In a famous experiment conducted in 2008, people were given $5 or $20 and either instructed to spend it on themselves, or on someone else. Which made them happier? While the participants in the study expected that their happiness would be boosted more by spending the cash on themselves, it turned out that those who spent money on others (often called “Pro-social spending”) were happier than those who spent it on themselves.
The Sages shared this same wisdom in the Talmud in a wonderful and broader way:
Ben Zoma would say:
Who is wise? The one who learns from everyone, as it is written: from all my teachers have I gained understanding (Psalm 119:99)
Who is mighty? The one who conquers their evil impulse, as it is written: One who is slow to anger is better than the mighty, and one who rules over his spirit, than one who conquers a city (Proverbs 16:32).
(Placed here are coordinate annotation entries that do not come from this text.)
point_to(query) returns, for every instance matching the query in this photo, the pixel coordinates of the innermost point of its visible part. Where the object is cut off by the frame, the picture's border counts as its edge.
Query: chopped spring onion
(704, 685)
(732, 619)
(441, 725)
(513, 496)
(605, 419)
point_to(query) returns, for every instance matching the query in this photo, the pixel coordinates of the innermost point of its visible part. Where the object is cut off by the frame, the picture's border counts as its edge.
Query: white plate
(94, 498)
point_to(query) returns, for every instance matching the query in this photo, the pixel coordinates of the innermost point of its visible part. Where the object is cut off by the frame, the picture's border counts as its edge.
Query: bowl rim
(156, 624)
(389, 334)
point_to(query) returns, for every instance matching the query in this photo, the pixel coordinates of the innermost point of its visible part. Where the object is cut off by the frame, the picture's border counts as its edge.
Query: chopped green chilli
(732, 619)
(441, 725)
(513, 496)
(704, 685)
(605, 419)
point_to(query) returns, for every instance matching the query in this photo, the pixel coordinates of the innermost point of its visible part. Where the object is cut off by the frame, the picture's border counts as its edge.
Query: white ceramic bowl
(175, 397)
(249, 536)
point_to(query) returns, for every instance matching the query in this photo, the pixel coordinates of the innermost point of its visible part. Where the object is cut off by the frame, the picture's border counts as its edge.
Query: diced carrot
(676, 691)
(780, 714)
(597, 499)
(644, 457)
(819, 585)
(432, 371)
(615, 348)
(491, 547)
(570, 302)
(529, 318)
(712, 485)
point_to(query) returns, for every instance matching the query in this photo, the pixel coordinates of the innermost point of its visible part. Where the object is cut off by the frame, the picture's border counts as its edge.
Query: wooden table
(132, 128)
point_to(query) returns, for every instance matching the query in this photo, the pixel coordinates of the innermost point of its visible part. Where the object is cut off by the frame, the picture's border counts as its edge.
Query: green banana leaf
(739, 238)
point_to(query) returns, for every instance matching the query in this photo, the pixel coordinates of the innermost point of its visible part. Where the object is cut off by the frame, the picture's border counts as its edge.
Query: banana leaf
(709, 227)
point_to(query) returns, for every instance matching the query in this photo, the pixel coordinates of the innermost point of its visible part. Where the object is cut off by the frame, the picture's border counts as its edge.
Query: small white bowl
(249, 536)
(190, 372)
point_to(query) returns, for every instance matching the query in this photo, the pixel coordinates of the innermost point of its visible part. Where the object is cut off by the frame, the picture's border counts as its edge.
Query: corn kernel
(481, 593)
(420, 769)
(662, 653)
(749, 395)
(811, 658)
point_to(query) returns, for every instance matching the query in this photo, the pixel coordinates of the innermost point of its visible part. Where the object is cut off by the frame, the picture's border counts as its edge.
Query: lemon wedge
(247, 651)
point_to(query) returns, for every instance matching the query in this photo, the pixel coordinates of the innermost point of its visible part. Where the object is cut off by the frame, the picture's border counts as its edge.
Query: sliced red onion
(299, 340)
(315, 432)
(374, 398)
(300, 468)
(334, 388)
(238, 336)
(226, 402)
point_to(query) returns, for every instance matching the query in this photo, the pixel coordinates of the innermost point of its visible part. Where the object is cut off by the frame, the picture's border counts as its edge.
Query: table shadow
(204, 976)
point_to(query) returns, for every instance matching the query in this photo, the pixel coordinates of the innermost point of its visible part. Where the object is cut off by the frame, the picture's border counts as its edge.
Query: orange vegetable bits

Who is rich? The one who rejoices in his portion, as it is written: When you eat the labor of your hands, happy will you be and all will be well with you (Psalm 128:2). “Happy will you be” refers to this world; “all will be well with you” refers to the world-to-come.
(Pirke Avot 4:1)
It’s so easy to lose sight of that wisdom, but so precious to reclaim it.